REBECCA ROOT
REBECCA ROOT AND HARRY HEPPLE TALK ABOUT BOY MEETS GIRL, THE GROUNDBREAKING NEW BBC SITCOM FEATURING A LEAD TRANS CHARACTER
Words: Cliff Joannou
TELEVISION TRANS MISSION
“It’s like being in prison all your life and not knowing your release date.”
I’m someone who has spent the majority of my adult life surrounded by LGBT people of a wide range of backgrounds. Through the gay scene and community I’ve met and befriended a number of inspirational trans people. Yet that opening sentence is the first time I’ve heard such a stark description of the very real challenge of what it feels like for a person who was born in the wrong body. The simple analogy makes the trans experience suddenly relatable, yet still unfathomably painful. And it came from a sitcom. A new British sitcom to be exact, called Boy Meets Girl that comes to BBC2 this September.
The words are spoken with emotive honesty by Judy, played by real life trans actor Rebecca Root, on her first date with Leo (Harry Hepple). “It’s one description, and I think it works well for Judy,” Rebecca tells me as we chat via Skype. She’s in New York observing rehearsals for a new documentary theatre piece that she will feature in at the Edinburgh Fringe called Tran Scripts, which focuses on the transgender experience.
“It’s not just being born in prison, but also being in solitary confinement,” adds Rebecca. “At least in prison there’s some sort of community, but in solitary confinement it’s a bit more limiting and even more isolating. I certainly felt very isolated growing up because in the 70s there were only glimpses and rumours of [trans] people you could associate with, you didn’t actually know anybody. It was difficult if you had something inside that you couldn’t express.

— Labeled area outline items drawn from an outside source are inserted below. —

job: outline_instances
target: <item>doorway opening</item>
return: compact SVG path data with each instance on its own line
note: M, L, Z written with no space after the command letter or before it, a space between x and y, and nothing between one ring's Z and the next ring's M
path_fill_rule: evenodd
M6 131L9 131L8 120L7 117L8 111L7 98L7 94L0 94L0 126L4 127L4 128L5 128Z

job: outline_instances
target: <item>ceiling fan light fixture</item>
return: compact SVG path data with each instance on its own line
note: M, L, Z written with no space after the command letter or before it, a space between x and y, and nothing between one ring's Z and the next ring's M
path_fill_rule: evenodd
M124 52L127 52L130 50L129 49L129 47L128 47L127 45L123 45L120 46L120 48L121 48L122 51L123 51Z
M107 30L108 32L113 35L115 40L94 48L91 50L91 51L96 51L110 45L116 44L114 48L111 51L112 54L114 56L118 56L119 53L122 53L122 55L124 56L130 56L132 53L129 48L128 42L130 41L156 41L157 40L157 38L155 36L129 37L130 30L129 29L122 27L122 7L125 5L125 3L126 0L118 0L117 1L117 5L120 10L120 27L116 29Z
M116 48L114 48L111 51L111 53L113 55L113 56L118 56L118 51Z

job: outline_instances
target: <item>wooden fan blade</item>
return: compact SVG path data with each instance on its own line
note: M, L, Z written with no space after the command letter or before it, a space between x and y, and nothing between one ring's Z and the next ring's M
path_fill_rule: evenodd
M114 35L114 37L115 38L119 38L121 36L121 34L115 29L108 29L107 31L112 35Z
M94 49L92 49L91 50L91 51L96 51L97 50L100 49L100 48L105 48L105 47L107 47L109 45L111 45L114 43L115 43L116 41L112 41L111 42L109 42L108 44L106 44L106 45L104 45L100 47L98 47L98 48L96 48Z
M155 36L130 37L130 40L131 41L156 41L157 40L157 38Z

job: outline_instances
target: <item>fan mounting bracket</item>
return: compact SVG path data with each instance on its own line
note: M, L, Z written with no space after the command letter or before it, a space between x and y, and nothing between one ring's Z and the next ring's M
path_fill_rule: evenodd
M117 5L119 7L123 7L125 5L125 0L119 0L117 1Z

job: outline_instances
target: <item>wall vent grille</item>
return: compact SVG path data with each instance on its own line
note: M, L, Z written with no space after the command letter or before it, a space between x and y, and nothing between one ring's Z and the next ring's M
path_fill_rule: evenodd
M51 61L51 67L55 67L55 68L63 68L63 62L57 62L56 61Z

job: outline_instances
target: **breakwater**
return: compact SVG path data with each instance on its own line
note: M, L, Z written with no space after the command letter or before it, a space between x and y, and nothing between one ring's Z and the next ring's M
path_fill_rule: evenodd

“That’s why that line really resonates, because it reminded me where I’ve come from. And that’s [Boy Meets Girl writer] Elliott’s great gift, that he’s able to encapsulate a moment like that and be truthful. That’s why I think the script is so good.” As a young boy, Rebecca says there was a certain amount of clothes and toy borrowing with her older sister that was discouraged by her parents in the way that in the 70s boys didn’t play with dolls. “I learned to conceal a lot of stuff,” she says. “You got the message that certain behavioural traits are not ‘boys’ and you suppress that. My biggest bid for freedom was when I came to London at the age of 18. All of a sudden you’re at college, you’re a ‘grown up’, and you can get away with a lot more than you can in a village in the Cotswolds. That was a great sense of liberation.”